Idaho women share cancer, nuclear history
TWIN FALLS, Idaho — The two women share a connection so deep they could be old friends.
But the connection is not shared moments — it’s cancer, possibly caused by fallout from nuclear testing in the 1950s and 1960s.
Linda Morrey and Sarah Wolfe had not met before they attended a meeting on nuclear fallout at the College of Southern Idaho this week.
But within a few hours of meeting, they listened, smiled and even cried a bit as they shared stories about their struggles.
“We were sitting down one morning and the ground shook,” Wolfe said.
“I can remember my dad saying it must have been the bomb that went off.”
Researchers have concluded that the Nevada Test Site bombs, like the one Wolfe remembers, dusted cancer-causing radioactive iodine across the land.
The fallout was believed to be concentrated in Nevada, Utah and Arizona, but a 1997 study by the National Cancer Institute found that four out of the five counties in the country that received the largest doses of radioactive iodine were in Idaho.
During the years of nuclear testing, Wolfe lived on a farm and never thought twice about eating vegetables from the garden or fresh cow’s milk.
But scientists now say the fallout landed on those crops, which were consumed by people and cows.
Radioactive iodine concentrated in cows and goats milk. As humans drank the milk, the iodine gathered in their thyroids.
Though residents in Nevada, Utah and Arizona suffering from thyroid cancer — or 19 other cancers — can get federal compensation under the Radiation Exposure Compensation Act, Idaho residents are not included in the law.
“All of Idaho was exposed to some sort of fallout,” said Ester Ceja, a spokeswoman for Snake River Alliance, the nuclear watchdog group that organized the meeting.

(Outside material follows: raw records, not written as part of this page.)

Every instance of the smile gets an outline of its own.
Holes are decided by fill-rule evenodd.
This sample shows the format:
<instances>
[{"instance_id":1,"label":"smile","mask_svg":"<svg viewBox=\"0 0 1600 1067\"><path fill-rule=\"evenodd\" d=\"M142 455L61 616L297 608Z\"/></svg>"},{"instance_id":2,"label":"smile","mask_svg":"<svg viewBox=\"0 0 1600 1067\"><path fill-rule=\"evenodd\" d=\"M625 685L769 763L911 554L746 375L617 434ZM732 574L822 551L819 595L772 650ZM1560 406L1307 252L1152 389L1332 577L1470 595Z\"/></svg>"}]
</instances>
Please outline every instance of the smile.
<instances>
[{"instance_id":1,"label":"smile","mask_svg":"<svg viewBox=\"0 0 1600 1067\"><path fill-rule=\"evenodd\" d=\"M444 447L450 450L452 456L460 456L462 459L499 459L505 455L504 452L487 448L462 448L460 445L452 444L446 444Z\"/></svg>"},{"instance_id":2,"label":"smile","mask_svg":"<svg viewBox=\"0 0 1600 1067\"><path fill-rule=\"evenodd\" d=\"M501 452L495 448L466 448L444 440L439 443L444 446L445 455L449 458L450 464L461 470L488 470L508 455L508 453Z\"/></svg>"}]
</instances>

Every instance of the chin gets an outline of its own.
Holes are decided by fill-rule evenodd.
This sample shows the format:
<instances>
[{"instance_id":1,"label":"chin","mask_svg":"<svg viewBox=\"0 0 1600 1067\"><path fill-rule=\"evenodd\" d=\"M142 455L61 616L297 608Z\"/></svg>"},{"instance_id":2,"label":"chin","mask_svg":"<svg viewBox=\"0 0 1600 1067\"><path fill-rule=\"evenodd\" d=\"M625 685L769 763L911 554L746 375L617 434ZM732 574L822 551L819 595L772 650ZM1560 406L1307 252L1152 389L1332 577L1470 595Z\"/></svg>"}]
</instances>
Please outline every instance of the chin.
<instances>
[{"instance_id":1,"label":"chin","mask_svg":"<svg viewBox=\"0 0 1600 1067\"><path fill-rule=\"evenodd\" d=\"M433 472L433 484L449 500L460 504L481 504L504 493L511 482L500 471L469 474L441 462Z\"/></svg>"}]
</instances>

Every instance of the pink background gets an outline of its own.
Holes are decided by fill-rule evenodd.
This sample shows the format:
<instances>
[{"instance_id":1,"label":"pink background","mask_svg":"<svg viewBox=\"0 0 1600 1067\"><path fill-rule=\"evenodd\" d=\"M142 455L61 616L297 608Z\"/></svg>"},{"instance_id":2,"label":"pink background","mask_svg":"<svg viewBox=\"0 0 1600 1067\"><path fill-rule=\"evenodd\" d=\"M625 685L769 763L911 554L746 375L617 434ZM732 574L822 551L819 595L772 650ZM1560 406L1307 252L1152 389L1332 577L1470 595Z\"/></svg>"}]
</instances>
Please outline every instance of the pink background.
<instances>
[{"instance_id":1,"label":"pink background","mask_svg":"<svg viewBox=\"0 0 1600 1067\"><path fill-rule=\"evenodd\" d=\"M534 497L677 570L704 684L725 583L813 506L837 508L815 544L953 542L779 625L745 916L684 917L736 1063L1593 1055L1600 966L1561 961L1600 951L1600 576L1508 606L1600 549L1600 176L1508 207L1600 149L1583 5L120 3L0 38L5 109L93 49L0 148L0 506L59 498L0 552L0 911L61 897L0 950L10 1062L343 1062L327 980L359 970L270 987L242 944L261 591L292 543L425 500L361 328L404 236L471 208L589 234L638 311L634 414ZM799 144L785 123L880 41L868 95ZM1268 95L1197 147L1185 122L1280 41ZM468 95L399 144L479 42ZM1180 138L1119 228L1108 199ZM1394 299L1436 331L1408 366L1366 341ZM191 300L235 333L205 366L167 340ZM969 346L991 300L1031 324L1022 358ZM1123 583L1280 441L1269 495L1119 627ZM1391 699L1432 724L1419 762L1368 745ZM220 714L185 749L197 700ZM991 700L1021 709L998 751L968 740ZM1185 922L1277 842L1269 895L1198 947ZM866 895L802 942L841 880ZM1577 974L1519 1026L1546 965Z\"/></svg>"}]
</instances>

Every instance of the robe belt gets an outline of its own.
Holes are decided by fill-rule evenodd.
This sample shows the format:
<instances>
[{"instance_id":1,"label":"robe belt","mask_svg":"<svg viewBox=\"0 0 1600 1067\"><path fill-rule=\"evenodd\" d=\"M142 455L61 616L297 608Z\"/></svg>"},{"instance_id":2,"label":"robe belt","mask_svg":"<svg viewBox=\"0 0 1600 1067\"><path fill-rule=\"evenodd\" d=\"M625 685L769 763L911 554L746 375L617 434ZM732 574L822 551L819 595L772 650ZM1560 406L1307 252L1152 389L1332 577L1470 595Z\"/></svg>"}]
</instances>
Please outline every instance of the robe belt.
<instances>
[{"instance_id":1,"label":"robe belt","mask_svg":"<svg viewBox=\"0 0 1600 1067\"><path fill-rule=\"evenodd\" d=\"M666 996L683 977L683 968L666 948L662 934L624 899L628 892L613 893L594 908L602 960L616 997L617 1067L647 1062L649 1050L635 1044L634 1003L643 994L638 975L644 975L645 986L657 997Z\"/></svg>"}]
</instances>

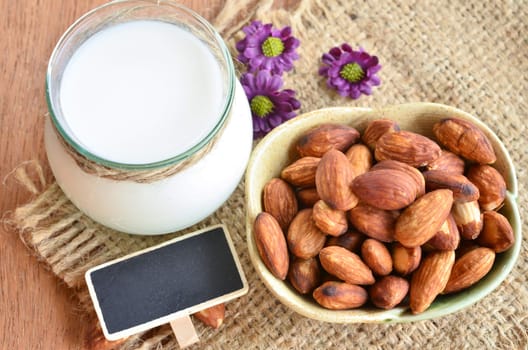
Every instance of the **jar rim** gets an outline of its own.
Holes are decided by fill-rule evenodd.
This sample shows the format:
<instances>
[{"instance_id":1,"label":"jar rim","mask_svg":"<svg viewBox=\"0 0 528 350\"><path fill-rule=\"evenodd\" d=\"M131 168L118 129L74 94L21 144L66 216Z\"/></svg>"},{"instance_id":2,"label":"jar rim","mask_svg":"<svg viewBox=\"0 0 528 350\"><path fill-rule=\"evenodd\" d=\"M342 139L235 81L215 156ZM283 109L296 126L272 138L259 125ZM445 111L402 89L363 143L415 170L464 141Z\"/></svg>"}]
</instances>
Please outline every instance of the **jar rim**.
<instances>
[{"instance_id":1,"label":"jar rim","mask_svg":"<svg viewBox=\"0 0 528 350\"><path fill-rule=\"evenodd\" d=\"M102 10L105 10L109 7L113 7L115 5L125 5L125 6L131 6L134 3L140 3L144 6L169 6L176 11L181 11L187 15L190 15L191 18L197 21L197 23L201 26L203 26L204 29L207 30L209 34L212 35L214 38L214 45L218 46L219 51L221 52L221 57L223 61L225 61L225 69L226 69L226 75L227 75L227 87L226 87L226 94L225 94L225 101L223 106L221 107L221 114L220 118L216 122L216 124L213 126L213 128L203 137L200 141L198 141L195 145L188 148L187 150L172 156L170 158L166 158L160 161L155 162L149 162L149 163L122 163L122 162L116 162L113 160L106 159L104 157L98 156L88 149L86 149L83 145L81 145L79 142L75 140L72 135L63 127L61 124L61 121L59 120L59 115L62 115L62 111L60 108L55 108L54 102L52 100L52 93L51 93L51 80L52 80L52 73L54 68L54 63L57 59L57 56L59 55L60 51L63 49L63 45L65 45L68 40L70 39L70 36L74 34L77 30L77 28L88 21L93 16L97 15ZM152 18L155 20L156 18ZM213 140L213 138L219 133L219 131L223 128L229 113L231 111L231 107L233 105L234 100L234 93L235 93L235 68L233 64L233 60L231 58L231 54L229 52L229 49L227 48L225 42L223 41L220 34L216 31L216 29L202 16L200 16L195 11L187 8L186 6L183 6L181 4L178 4L172 0L114 0L110 1L106 4L100 5L98 7L95 7L94 9L86 12L84 15L79 17L73 24L71 24L68 29L62 34L59 41L55 45L55 48L53 49L53 52L50 56L47 71L46 71L46 102L48 104L48 111L51 117L51 120L53 122L53 125L55 129L60 134L59 136L63 138L66 143L71 146L75 152L79 153L83 157L87 158L90 161L93 161L97 164L107 166L110 168L117 168L117 169L123 169L123 170L150 170L150 169L156 169L156 168L162 168L162 167L168 167L172 166L174 164L177 164L191 156L193 156L195 153L200 151L202 148L204 148L209 142Z\"/></svg>"}]
</instances>

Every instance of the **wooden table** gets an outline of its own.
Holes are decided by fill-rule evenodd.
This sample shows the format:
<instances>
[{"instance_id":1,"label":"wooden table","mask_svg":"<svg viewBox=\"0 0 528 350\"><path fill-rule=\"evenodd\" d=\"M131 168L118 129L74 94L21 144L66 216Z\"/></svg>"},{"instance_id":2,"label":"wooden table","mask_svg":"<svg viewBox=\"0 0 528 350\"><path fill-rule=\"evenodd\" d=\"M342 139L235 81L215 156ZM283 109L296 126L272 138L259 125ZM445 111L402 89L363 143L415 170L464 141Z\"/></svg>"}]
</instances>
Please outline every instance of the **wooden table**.
<instances>
[{"instance_id":1,"label":"wooden table","mask_svg":"<svg viewBox=\"0 0 528 350\"><path fill-rule=\"evenodd\" d=\"M44 77L60 35L104 0L0 0L0 213L30 199L7 175L36 159L49 173L43 146ZM179 0L207 19L224 0ZM0 225L0 349L81 349L86 330L75 298Z\"/></svg>"}]
</instances>

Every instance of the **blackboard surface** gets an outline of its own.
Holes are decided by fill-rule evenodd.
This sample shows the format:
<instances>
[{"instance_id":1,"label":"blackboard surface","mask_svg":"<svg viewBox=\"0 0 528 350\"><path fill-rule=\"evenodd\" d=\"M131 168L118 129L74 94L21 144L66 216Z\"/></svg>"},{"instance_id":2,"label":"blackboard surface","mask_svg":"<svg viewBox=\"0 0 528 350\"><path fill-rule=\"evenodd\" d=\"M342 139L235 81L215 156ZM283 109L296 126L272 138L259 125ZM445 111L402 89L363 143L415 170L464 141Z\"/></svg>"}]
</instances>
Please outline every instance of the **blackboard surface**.
<instances>
[{"instance_id":1,"label":"blackboard surface","mask_svg":"<svg viewBox=\"0 0 528 350\"><path fill-rule=\"evenodd\" d=\"M87 281L93 286L101 323L108 333L245 287L223 227L90 270Z\"/></svg>"}]
</instances>

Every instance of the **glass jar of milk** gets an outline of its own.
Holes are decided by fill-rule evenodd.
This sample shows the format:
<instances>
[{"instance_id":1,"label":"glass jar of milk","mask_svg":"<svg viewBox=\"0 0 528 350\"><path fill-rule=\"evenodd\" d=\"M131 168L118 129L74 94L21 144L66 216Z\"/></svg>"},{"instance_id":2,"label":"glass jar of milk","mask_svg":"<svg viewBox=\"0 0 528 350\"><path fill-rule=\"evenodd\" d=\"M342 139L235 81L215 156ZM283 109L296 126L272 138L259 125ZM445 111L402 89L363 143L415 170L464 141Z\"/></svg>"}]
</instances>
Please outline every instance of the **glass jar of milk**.
<instances>
[{"instance_id":1,"label":"glass jar of milk","mask_svg":"<svg viewBox=\"0 0 528 350\"><path fill-rule=\"evenodd\" d=\"M221 206L251 151L251 113L218 33L171 1L114 1L53 51L45 145L56 181L93 220L135 234Z\"/></svg>"}]
</instances>

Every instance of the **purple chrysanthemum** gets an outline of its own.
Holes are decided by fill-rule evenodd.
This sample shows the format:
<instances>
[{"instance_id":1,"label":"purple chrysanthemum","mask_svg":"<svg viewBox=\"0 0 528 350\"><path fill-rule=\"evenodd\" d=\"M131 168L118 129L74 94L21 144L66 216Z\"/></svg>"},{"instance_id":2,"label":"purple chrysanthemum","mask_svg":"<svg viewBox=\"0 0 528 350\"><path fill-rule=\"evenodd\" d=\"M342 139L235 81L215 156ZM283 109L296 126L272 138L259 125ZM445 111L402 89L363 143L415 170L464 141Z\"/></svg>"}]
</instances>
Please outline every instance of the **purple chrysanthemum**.
<instances>
[{"instance_id":1,"label":"purple chrysanthemum","mask_svg":"<svg viewBox=\"0 0 528 350\"><path fill-rule=\"evenodd\" d=\"M245 73L240 82L251 106L254 138L266 135L271 129L295 117L295 110L301 107L295 98L295 91L279 90L282 87L281 77L267 70Z\"/></svg>"},{"instance_id":2,"label":"purple chrysanthemum","mask_svg":"<svg viewBox=\"0 0 528 350\"><path fill-rule=\"evenodd\" d=\"M236 44L240 62L250 72L266 69L282 74L293 69L293 61L299 58L295 51L299 40L291 35L291 27L275 29L271 23L253 21L242 29L246 36Z\"/></svg>"},{"instance_id":3,"label":"purple chrysanthemum","mask_svg":"<svg viewBox=\"0 0 528 350\"><path fill-rule=\"evenodd\" d=\"M361 47L355 51L348 44L333 47L323 54L319 74L327 77L326 84L341 96L358 98L362 93L370 95L372 86L381 83L376 73L381 69L378 58Z\"/></svg>"}]
</instances>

Ceja said the group organized the event to learn individual’s stories and encourage them to attend a hearing on the matter in Boise next month.
At that hearing, representatives of the National Academy of Sciences will hear Idaho downwinders’ testimony in an effort to determine if compensation should be extended to Idaho.
Both Morrey and Wolfe said they plan to testify at the hearing, scheduled for Nov. 6 at Boise State University.